Дэвид слышал о том, что Ленни Паркс убил извращенца в кабаке. Все только об этом и судачили в последнее время. Сейчас же ходили слухи, будто и Керри Элстон, которая частенько весело болтала с его отцом и выпивала за его счет, угодила в тюрьму за совращение. Она совращала собственных детей!
Дэвид провел вспотевшей ладонью по лицу и начал обыск. Он просмотрел все ящики отцовского стола, обшарил всю одежду Билли в платяном шкафу.
Ничего.
Дэвид почувствовал облегчение. Тем не менее он все же отодвинул кровать — просто потому, что привык любое дело доводить до конца.
И снова ничего.
Он спустился вниз, налил себе пива и выпил его, стоя у кухонного стола и глядя на живописный садик за окном, который так любила его мать. Затем, ополоснув стакан, он вновь поднялся в отцовскую комнату. Сняв свитер, Дэвид напряг свои мощные мышцы и отодвинул от стены платяной шкаф.

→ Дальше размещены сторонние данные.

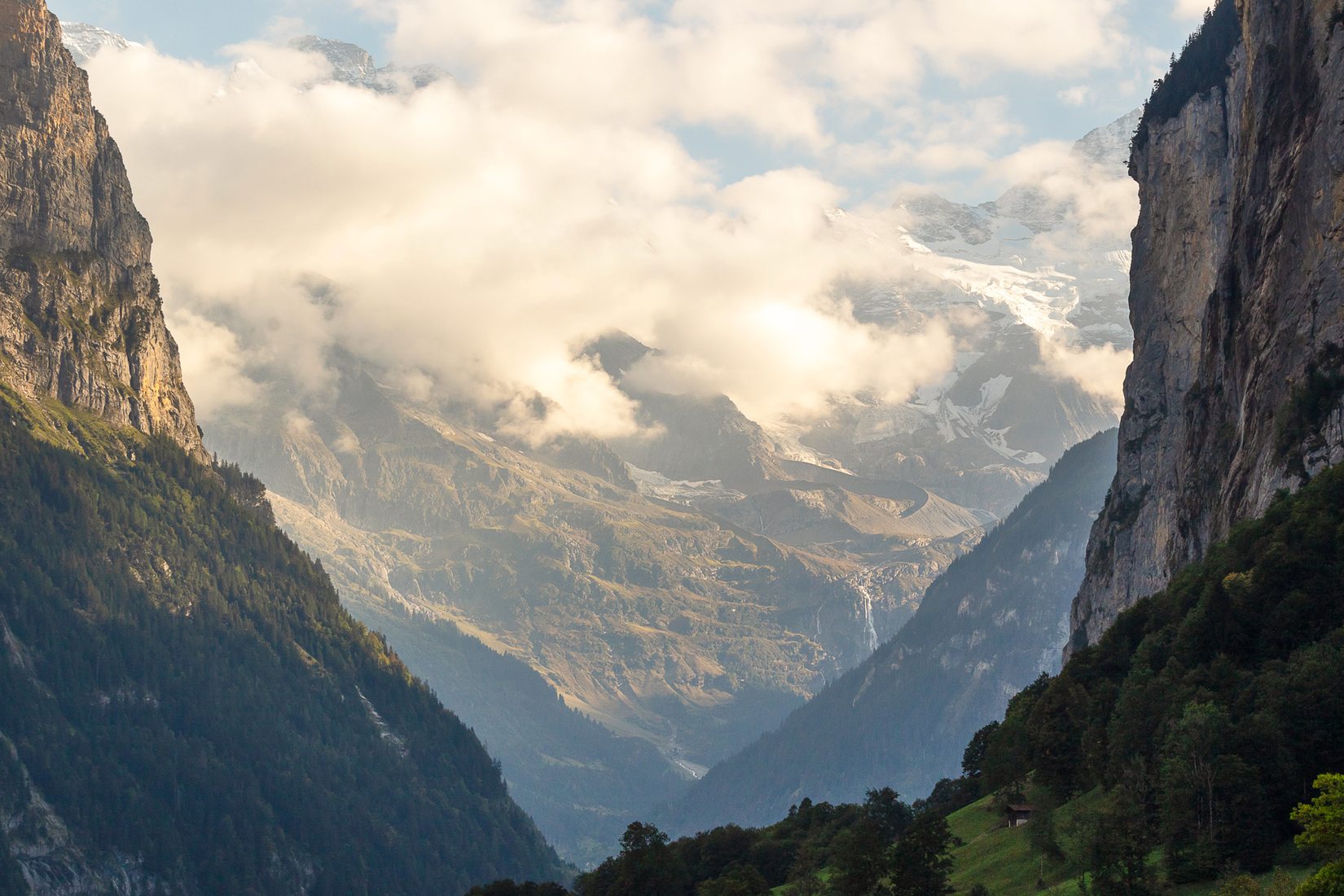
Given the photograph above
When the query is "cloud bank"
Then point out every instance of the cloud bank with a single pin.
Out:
(469, 237)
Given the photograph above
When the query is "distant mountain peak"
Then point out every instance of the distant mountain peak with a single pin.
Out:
(85, 41)
(354, 64)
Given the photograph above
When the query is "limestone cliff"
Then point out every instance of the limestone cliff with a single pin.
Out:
(1236, 296)
(80, 310)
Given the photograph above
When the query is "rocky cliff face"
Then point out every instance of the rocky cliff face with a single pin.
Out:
(1236, 297)
(986, 629)
(80, 310)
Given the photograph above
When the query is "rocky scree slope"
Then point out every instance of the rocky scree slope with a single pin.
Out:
(986, 629)
(80, 310)
(1236, 389)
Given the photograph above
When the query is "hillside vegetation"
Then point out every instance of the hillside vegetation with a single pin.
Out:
(1207, 709)
(187, 703)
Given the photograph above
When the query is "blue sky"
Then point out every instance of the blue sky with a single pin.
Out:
(1031, 103)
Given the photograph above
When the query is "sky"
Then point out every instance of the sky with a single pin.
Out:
(667, 168)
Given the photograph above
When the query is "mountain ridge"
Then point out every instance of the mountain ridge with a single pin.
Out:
(1234, 393)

За шкафом к стене был прикреплен большой коричневый конверт.
Дэвид облизнул верхнюю губу и почувствовал жгучую соленость собственного пота. Отодрав скотч от обоев, он взял конверт и взвесил его на руке. Дэвид не хотел открывать конверт, но знал, что должен это сделать.
Он задвинул шкаф на место, затем расправил покрывало на кровати и убедился, что следов обыска не осталось.
Дэвид спустился вниз и плеснул себе большую порцию бренди. Вскрыв конверт, он вытряхнул его содержимое на обеденный стол. До боли прикусив губу, Дэвид почувствовал вкус крови. Внезапно его затошнило и вырвало в безукоризненно чистую раковину. Из глаз у него ручьями текли слезы. Вновь сев за стол, он разом выпил бренди, чтобы немного прийти в себя, а затем трясущимися руками перебрал все фотографии одну за другой.
Село солнце, сумерки постепенно вползли в кухню, а он продолжал неподвижно сидеть, глядя в пустоту перед собой.
Дэвид молча плакал в темной кухне, когда услышал, что отец поворачивает ключ в замке.